For a vertex operator algebra $V$, Yongchang Zhu constructed an associative algebra $A(V)$ out of $V$, such that there is a bijection between the set of isomorphism classes of irreducible positive energy representations of $V$ and that of simple $A(V)$-modules. For an associative algebra $A$, Tomoyuki Arakawa calls $V$ to be the chiralization of $A$ if $A\simeq A(V)$ as associative algebras. What's the meaning of chiralization here?

There are some other explanations for the term chiral that I have ever heard. For example, in electromagnetism, chirality means the handedness of electromagnetic waves associated with their polarization. Some others also told me that in the $2$-dimensional setting, chiral means holomorphic.

I want to know the geometry/physics behind the term chiral. A philosophical answer is welcome, but a mathematical/physical answer is better.

Answer 1

A vertex operator algebra describes the algebra of local operators in the chiral part of a 2d CFT. Typically one sees a VOA depending on a complex coordinate $z$. To describe a full 2d CFT, you would need to also include an "anti-chiral" VOA depending on a conjugate coordinate $\bar{z}$. So by considering only a single vertex algebra depending on one complex variable, you are only considering a "chiral half" of the CFT.

In physics more generally, people will often refer to "chiral algebras" of local operators in other types of theories of different dimensions as well, so in that field the terminology is quite broad, but relates to the chirality of a theory in a traditional sense.

Mathematicians have since extended and generalized a number of things relating to vertex algebras. For example Beilinson-Drinfeld chiral algebras generalise vertex algebras, the Chiral de Rham complex and chiral differential operators are VOA versions of differential forms and differential operators etc... In the past, constructions such as these were the only examples of mathematically well-defined and well-studied chiral algebras (in the physics sense of algebras of local operators). Hence in the mathematical community, I suspect it became practice to name constructions relating to vertex algebras and BD chiral algebras "chiral" since this was the only real example of a chiral algebra of local operators they were looking at in those communities.

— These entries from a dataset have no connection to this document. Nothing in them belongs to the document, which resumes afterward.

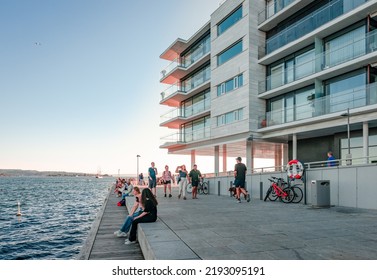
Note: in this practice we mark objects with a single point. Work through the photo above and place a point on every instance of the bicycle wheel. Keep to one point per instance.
(272, 195)
(189, 188)
(290, 195)
(298, 194)
(205, 188)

In Arakawa's work, "chiralization" essentially means going from an associative algebra type object to a VOA type object. More generally, I believe chiralization/adding the word "chiral" to something in these communities will describe working with something like an affine or loopy version of a previously known construction.

For example, taking the Weyl algebra of differential operators, one can consider its VOA counter-part which is the $\beta\gamma$ VOA, also known as "chiral differential operators". The modes of this VOA satisfy similar relations to the Weyl algebra and the Weyl algebra can be recovered from it in various constructions.

I guess the point to emphasise though is that the word "chiral" itself is often not-literal in the mathematics community, but is rather describing something like "VOA-ization" (which in BD language is chiralization).

Answer 2

Q: What is the geometry/physics behind the term chiral?

In the physics context, a Hamiltonian $H$ is said to possess chiral symmetry if it anticommutes with a unitary involution $C$. Eigenstates $\Psi_\pm$ of $C$ are said to be of left-handed or right-handed chirality, depending on the sign of the eigenvalue $\pm 1$. Chiral symmetry ensures that the dynamics generated by the Hamiltonian conserves the chirality.

In specific contexts the chirality is related to a spin degree of freedom, such that the particle moves parallel or antiparallel to the direction of the spin, depending on its chirality.

Q: What is the meaning of chiral in the context of vertex algebras?

A conformal field theory is called chiral if it contains only particles of one single chirality. It is my understanding that vertex algebras were introduced as an algebraic description of a chiral CFT. The connection with the physics concept of chirality seems to have been lost.